I think I’ve said before on this blog that if the Sens are not spending to the cap–even a cap rolled back in the CBA negotiations–then I don’t particularly care if Eugene Melnyk is getting great value for his money. A goal is no more enjoyable if the player scoring it is being paid less for doing so. At least not for me. The only scenario in which I care if an owner is getting value for his money is one in which he intends to spend as much as he is allowed, and the value of his contracts will help the team compete against other cap spenders. But this team, so laden as it is with over-performing rookies, entry-level contracts, and players like Michalek, Karlsson, Alfredsson and Anderson over-delivering value on their contracts, then it I certainly can’t get motivated to anger if a player gets paid because management didn’t have the foresight to predict his performance. If Turris ends up being worth, say $5MM, why would I, as a fan, care that the team has to spend that?

When we talk about the fan experience of watching a hockey game, one factor–money–is abstract, and doesn’t really impact how entertaining the game is. The other–term–isn’t abstract because we watch these players for the years of their contract. It seems logical to me that we should have a greater investment in the quality of the product on the ice than in the owner getting value for his money. These things are related, of course, but less so when you have a team spending so little in any case.
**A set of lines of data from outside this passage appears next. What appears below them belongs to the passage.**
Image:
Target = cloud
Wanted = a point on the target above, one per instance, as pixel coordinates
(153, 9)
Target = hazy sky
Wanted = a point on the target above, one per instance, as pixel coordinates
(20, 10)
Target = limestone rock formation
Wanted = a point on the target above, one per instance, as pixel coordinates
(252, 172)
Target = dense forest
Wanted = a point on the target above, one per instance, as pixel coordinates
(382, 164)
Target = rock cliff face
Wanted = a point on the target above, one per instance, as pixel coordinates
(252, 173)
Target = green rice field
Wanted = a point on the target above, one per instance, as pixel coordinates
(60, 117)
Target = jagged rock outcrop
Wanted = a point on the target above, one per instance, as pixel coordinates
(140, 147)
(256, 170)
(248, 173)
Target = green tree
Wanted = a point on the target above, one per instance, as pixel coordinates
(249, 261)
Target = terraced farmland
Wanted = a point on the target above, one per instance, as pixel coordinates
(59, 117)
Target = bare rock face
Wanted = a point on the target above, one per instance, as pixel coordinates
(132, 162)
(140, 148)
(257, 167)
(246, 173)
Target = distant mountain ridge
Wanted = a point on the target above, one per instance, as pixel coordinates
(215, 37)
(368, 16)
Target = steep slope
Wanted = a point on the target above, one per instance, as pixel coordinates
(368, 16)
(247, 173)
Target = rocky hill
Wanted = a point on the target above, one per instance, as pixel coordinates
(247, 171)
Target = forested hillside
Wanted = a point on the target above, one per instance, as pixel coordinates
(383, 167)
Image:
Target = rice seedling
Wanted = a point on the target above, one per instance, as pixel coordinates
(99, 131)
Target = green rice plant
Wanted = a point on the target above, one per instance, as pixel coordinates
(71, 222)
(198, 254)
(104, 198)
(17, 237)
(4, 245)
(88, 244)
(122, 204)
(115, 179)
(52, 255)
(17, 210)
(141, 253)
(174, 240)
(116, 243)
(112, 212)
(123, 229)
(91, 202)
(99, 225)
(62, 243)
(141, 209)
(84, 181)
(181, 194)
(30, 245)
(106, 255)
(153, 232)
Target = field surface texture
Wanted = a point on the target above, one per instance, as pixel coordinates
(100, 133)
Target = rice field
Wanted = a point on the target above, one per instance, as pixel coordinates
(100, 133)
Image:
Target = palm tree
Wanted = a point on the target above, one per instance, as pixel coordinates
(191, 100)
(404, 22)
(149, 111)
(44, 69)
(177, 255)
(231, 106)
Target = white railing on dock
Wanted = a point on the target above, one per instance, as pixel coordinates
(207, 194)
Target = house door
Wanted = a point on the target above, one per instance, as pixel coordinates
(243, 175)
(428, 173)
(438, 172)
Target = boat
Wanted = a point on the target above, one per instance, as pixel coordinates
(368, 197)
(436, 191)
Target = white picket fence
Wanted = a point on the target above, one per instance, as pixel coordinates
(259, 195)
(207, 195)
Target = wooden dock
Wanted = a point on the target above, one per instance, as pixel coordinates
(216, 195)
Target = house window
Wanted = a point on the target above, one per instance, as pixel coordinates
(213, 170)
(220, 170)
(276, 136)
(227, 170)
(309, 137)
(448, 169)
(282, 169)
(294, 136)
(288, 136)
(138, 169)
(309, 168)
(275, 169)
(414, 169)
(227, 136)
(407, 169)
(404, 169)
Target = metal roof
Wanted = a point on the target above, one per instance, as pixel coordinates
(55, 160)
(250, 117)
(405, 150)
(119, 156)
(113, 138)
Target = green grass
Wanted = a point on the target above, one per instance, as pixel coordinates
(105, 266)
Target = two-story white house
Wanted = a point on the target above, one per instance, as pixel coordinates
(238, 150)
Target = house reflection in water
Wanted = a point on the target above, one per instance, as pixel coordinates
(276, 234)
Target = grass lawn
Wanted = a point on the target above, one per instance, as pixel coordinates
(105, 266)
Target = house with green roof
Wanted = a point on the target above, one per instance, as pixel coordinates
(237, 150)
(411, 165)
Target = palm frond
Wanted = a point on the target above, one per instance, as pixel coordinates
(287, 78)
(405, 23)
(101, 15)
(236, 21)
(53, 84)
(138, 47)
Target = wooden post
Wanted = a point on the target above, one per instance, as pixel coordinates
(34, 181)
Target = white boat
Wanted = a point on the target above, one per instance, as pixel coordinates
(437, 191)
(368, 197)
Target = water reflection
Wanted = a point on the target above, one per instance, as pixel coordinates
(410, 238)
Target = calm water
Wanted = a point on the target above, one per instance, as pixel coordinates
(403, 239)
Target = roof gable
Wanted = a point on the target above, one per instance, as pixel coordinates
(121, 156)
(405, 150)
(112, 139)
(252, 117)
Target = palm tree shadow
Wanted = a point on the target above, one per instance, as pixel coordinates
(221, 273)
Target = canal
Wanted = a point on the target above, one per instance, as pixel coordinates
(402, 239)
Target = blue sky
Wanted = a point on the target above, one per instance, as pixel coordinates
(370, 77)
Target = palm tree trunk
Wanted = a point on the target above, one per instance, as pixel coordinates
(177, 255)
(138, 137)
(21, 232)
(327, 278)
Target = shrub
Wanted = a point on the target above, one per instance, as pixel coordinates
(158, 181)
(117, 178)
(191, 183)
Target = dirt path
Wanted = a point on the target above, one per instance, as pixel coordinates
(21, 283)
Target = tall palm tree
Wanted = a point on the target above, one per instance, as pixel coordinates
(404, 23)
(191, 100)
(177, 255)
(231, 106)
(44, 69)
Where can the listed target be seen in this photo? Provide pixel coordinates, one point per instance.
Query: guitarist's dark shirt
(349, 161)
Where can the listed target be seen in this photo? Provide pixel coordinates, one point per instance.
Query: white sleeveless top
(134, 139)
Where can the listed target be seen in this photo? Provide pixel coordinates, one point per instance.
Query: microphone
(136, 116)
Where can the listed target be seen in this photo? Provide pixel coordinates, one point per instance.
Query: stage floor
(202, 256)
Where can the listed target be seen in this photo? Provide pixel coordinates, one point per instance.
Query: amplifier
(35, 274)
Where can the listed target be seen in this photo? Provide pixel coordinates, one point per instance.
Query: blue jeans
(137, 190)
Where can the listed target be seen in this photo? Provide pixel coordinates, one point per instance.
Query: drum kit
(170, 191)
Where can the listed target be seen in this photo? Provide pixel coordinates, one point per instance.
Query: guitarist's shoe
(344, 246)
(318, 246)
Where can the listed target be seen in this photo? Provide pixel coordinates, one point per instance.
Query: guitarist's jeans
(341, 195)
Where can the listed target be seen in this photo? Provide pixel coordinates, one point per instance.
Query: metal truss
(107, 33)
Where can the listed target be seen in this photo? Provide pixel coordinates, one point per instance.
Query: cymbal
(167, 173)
What should terrify fans more is term. If this 23 year old incurs an injury or mental block or simply fails to perform without the motivation of needing a contract for five more years, then it affects me as a fan. Simply put, I’m stunned that this management was willing to give out a contract of that length after such a short audition. Erik Karlsson only got two more years than Turris.
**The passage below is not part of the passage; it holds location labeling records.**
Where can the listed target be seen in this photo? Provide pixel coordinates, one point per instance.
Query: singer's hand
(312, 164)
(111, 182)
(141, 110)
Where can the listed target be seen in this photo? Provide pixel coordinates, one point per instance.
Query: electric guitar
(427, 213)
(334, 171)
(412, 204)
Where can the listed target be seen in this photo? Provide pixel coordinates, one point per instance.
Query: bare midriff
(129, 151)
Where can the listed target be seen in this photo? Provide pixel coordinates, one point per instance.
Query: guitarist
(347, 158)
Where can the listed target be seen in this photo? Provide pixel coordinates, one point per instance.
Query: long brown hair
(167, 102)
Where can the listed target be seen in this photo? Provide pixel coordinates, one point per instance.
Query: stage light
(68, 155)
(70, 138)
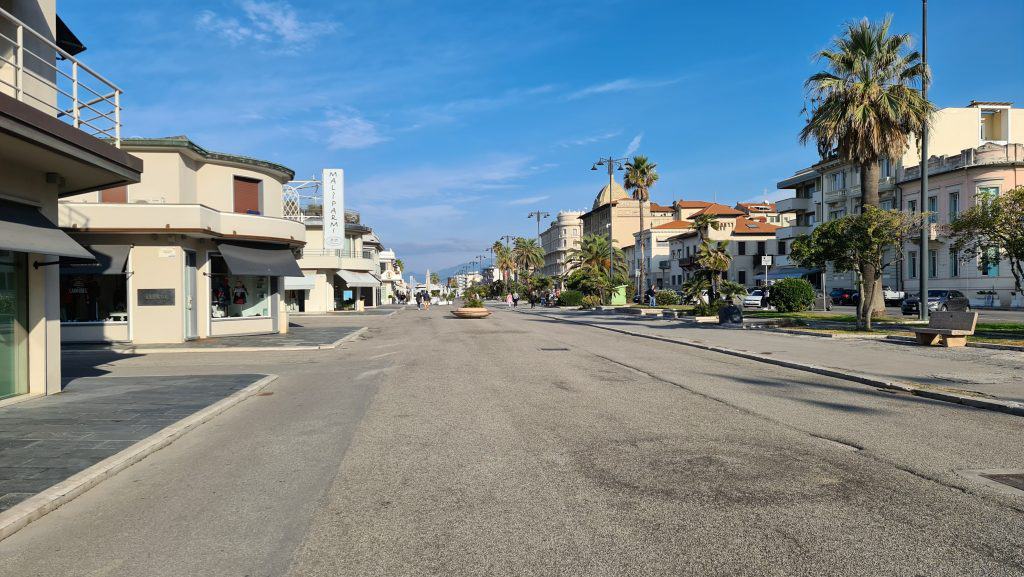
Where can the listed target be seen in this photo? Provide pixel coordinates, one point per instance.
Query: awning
(306, 282)
(360, 280)
(791, 274)
(24, 229)
(246, 260)
(107, 259)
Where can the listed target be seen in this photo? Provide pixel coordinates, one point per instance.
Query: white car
(753, 300)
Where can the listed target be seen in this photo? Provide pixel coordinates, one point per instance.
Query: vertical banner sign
(334, 209)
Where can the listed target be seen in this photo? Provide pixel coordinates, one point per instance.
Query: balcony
(793, 232)
(37, 72)
(193, 219)
(795, 205)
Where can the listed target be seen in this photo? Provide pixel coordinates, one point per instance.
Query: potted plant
(472, 307)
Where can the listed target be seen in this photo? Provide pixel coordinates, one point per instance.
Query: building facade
(50, 148)
(198, 248)
(561, 237)
(956, 182)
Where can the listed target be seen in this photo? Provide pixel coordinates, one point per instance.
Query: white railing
(37, 72)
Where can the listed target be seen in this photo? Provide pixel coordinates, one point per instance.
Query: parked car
(755, 298)
(842, 296)
(939, 299)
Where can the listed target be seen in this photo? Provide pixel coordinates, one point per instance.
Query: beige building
(616, 208)
(561, 236)
(955, 182)
(836, 184)
(750, 240)
(197, 249)
(52, 146)
(337, 279)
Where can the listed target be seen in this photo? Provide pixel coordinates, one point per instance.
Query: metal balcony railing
(37, 72)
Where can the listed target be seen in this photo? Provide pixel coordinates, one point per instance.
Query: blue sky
(454, 120)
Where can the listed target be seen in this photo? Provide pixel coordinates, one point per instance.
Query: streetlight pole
(610, 163)
(539, 215)
(925, 224)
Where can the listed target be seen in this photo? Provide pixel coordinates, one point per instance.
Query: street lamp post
(925, 224)
(610, 163)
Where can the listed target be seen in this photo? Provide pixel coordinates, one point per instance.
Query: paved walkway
(47, 440)
(998, 373)
(297, 336)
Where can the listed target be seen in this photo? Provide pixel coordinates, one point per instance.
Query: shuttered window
(246, 195)
(117, 194)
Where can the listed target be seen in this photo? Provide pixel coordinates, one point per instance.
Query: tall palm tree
(865, 107)
(715, 258)
(527, 254)
(641, 174)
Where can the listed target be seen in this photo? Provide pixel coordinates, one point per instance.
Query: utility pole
(539, 215)
(926, 227)
(611, 163)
Listen to Melnyk’s interviews and you don’t get the sense that this team is going through a temporary period of low-spending during a rebuild, to be followed, inevitably, by more spending to the cap. Something’s changed. Spending so much money only to have last year’s cheap-o team make the playoffs seems to have really gotten to Melnyk. Now, when he speaks about the team, he talks about it as if it inhabits a permanent state of small market spending, restraint, and patient prospect development. None of this is strange to me. What’s confusing is the attitude of fans (or at least those fans whose opinions I read online) who take some personal pride out of defending this billionaire’s cash. I’m not trying to troll here, Melnyk saved our team from bankruptcy after all. I’m trying to get at the tendency of armchair analysts like myself to look at every deal in terms of value for investment, even when the owner is openly saying he will spend less than he can on payroll and the league is in a bar room brawl over revenue sharing.

I like Turris (though I’ve been rough on the deal that brought him here), and he seems like a good depth player on a team that has a number of quality prospects coming up. And I hope that the team is seeing something in his off-season development that makes five years less of a risk than a one year, wait-and-see deal. But as of now, consider me perplexed.